Despite the availability of the statutory appellate remedy, the Department issued a garnishee notice in Form GST DRC-13 on 13 February 2026, which was received by the petitioner’s bank on 21 February 2026. On the same day, the bank debited the entire amount of ₹1.11 crore from the petitioner’s account. The petitioner challenged the recovery as arbitrary and contrary to law, contending that the statutory period for filing the second appeal had not yet expired.
During the hearing, the petitioner informed the Court that following earlier proceedings, the Department had re-credited the recovered amount to the petitioner’s Electronic Cash Ledger instead of refunding it directly to the bank account from which it had been recovered. According to the petitioner, this continued to adversely affect its liquidity and business operations because the funds remained unavailable for normal commercial transactions.

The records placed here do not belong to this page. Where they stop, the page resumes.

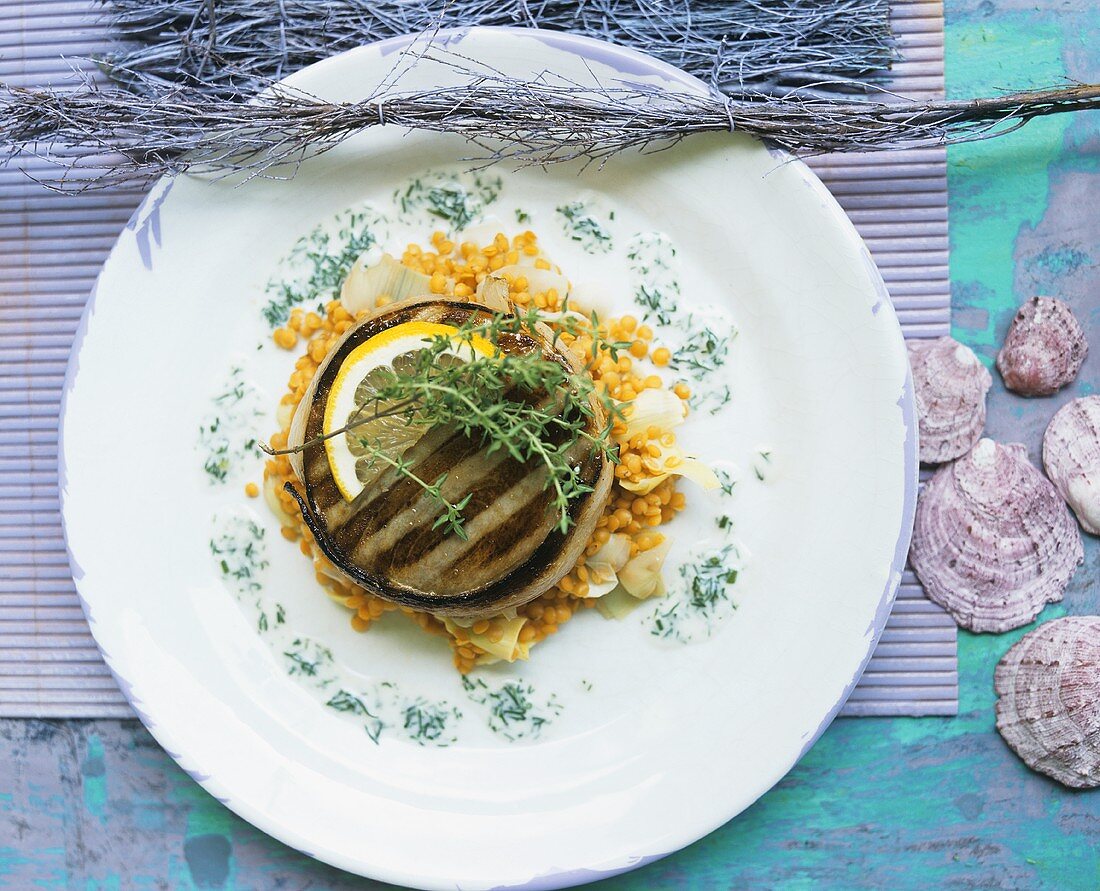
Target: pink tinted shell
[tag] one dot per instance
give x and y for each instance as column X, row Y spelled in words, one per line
column 993, row 542
column 1048, row 711
column 1071, row 458
column 950, row 385
column 1044, row 348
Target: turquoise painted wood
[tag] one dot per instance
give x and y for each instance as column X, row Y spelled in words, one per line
column 898, row 803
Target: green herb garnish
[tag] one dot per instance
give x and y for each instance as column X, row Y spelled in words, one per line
column 519, row 402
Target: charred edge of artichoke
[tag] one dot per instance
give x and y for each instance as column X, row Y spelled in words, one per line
column 470, row 603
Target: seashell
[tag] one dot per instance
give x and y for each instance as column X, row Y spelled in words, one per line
column 950, row 385
column 1071, row 458
column 993, row 542
column 1043, row 350
column 1048, row 711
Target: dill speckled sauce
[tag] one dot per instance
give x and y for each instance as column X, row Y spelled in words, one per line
column 388, row 682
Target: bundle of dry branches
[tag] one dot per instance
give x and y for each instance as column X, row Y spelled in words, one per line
column 231, row 47
column 121, row 136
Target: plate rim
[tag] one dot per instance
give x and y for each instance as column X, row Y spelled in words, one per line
column 565, row 878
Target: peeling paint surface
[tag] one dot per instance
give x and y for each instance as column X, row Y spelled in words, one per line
column 876, row 803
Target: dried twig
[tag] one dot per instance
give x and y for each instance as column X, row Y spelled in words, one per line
column 232, row 47
column 110, row 135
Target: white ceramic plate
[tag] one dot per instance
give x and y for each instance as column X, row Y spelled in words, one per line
column 651, row 744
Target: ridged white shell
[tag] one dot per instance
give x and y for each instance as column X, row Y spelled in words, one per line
column 1048, row 710
column 1071, row 458
column 1043, row 350
column 993, row 542
column 950, row 385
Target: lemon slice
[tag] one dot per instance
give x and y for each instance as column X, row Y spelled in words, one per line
column 364, row 370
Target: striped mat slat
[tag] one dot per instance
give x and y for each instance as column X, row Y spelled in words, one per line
column 52, row 246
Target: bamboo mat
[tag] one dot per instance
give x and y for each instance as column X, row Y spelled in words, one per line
column 52, row 246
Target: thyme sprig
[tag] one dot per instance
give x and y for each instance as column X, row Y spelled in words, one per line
column 452, row 512
column 517, row 399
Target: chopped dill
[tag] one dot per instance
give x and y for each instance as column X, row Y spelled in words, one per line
column 703, row 600
column 457, row 199
column 307, row 663
column 349, row 703
column 326, row 260
column 704, row 352
column 582, row 226
column 238, row 405
column 240, row 550
column 513, row 712
column 761, row 465
column 427, row 722
column 726, row 481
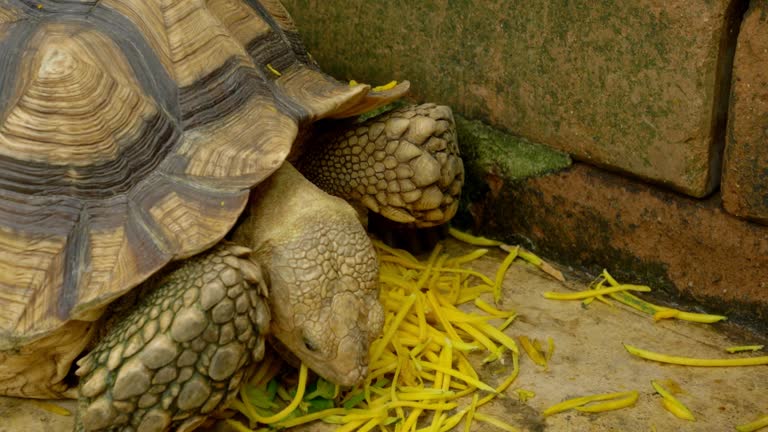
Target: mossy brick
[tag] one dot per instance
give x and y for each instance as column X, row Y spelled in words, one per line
column 634, row 86
column 494, row 160
column 745, row 172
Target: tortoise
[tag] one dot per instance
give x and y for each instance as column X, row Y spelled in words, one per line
column 132, row 134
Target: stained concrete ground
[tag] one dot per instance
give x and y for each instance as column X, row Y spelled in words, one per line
column 589, row 358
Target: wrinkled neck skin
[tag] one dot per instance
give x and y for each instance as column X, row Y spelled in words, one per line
column 323, row 275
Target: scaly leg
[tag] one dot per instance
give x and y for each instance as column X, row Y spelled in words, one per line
column 403, row 164
column 182, row 352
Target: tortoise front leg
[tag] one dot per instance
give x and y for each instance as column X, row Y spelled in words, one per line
column 182, row 352
column 403, row 164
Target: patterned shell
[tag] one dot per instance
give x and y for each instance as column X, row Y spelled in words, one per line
column 130, row 134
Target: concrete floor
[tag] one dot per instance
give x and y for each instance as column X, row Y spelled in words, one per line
column 589, row 358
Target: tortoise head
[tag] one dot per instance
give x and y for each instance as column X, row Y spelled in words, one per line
column 324, row 300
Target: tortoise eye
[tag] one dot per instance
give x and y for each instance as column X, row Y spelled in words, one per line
column 309, row 344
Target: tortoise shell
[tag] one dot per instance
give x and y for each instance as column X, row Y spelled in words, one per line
column 130, row 134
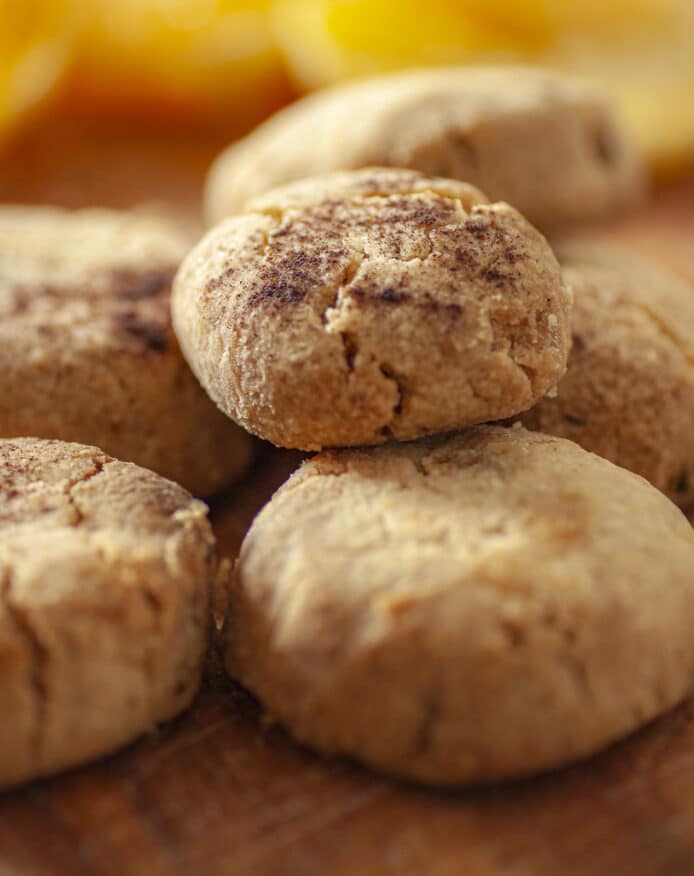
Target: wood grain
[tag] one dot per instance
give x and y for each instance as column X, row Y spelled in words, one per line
column 218, row 792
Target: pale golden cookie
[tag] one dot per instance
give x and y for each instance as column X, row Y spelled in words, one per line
column 372, row 304
column 465, row 609
column 86, row 347
column 105, row 580
column 628, row 394
column 548, row 144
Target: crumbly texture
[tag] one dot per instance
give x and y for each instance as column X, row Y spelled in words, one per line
column 372, row 304
column 548, row 144
column 628, row 394
column 105, row 579
column 87, row 351
column 464, row 609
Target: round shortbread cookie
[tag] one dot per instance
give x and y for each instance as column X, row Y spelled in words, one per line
column 371, row 304
column 628, row 394
column 105, row 580
column 467, row 608
column 548, row 144
column 86, row 347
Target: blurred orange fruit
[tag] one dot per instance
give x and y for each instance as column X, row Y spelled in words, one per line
column 35, row 44
column 642, row 51
column 210, row 59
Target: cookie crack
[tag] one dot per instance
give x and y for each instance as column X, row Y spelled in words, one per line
column 431, row 714
column 99, row 466
column 39, row 662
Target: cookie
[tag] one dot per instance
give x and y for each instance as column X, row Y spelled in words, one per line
column 86, row 346
column 464, row 609
column 628, row 394
column 105, row 579
column 372, row 304
column 548, row 144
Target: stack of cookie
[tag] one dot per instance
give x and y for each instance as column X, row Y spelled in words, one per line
column 489, row 602
column 106, row 569
column 464, row 603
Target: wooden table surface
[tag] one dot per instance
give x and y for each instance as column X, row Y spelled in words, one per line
column 217, row 792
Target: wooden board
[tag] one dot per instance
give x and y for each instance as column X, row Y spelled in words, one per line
column 217, row 792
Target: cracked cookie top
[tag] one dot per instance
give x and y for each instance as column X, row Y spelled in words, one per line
column 628, row 394
column 464, row 608
column 547, row 143
column 105, row 578
column 369, row 305
column 87, row 349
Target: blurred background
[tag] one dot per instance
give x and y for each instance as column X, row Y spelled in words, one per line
column 110, row 102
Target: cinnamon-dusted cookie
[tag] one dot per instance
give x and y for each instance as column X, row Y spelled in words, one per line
column 465, row 609
column 548, row 144
column 86, row 346
column 629, row 391
column 372, row 304
column 105, row 581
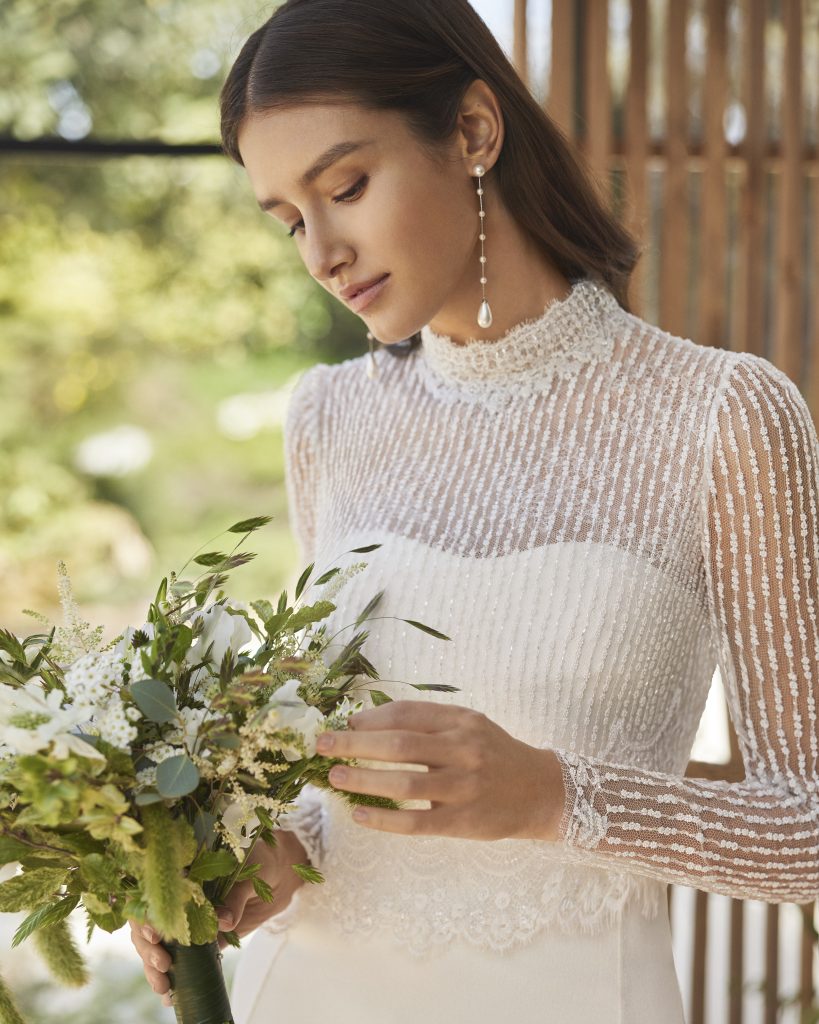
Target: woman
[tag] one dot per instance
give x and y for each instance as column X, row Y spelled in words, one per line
column 597, row 512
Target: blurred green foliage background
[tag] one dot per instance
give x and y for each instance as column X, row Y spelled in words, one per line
column 152, row 320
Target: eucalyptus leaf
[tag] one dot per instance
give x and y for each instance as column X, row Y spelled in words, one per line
column 155, row 699
column 177, row 776
column 426, row 629
column 248, row 525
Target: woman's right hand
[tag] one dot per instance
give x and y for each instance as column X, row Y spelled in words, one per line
column 242, row 912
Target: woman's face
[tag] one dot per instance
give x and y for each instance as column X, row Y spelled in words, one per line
column 385, row 208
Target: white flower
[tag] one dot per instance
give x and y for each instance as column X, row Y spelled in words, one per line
column 288, row 711
column 223, row 630
column 93, row 678
column 32, row 720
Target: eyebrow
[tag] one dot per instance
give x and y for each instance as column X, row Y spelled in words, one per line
column 330, row 157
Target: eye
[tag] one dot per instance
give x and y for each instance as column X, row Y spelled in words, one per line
column 350, row 196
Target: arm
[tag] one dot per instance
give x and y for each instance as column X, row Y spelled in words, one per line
column 758, row 839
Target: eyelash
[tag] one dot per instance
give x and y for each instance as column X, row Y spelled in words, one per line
column 355, row 192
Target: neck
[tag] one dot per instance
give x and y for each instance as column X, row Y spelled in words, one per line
column 520, row 283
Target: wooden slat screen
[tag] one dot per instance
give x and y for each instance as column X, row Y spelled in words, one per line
column 736, row 259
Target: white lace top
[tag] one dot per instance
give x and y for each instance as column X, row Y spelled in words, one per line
column 597, row 512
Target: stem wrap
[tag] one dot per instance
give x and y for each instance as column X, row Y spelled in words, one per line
column 198, row 983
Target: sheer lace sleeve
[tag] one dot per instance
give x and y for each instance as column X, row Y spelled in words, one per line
column 307, row 819
column 758, row 839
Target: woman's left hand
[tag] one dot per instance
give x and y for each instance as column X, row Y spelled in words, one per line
column 481, row 782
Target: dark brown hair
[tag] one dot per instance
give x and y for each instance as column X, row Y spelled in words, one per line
column 419, row 57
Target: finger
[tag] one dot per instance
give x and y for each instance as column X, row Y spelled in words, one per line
column 151, row 952
column 399, row 745
column 158, row 981
column 438, row 784
column 145, row 930
column 432, row 822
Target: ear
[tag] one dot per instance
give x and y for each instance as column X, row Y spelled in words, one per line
column 480, row 126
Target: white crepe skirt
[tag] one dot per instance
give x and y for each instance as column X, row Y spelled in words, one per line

The petitioner argued that if the Department itself acknowledged the impropriety of the recovery by restoring the amount to the Electronic Cash Ledger, there was no justification for withholding its refund to the original bank account.
The High Court noted that the controversy had narrowed to a limited issue—whether the amount recovered before expiry of the appeal period should merely remain re-credited in the Electronic Cash Ledger or be refunded to the petitioner’s bank account.
The Court also observed that repeated adjournments were being sought by the Revenue to obtain instructions, despite the issue being relatively straightforward. Instead of granting further time, the Bench considered it appropriate to dispose of the writ petition by providing a practical mechanism for resolution.
The High Court granted liberty to the petitioner to submit a refund application in respect of the amount re-credited to its Electronic Cash Ledger. It directed that if such an application is filed within one week, the Assistant Commissioner of Central Tax, Appeals-I Commissionerate, Hyderabad, shall examine and decide the application in accordance with law within one week thereafter.
Accordingly, the writ petition was disposed of without any order as to costs, and all pending miscellaneous applications were closed.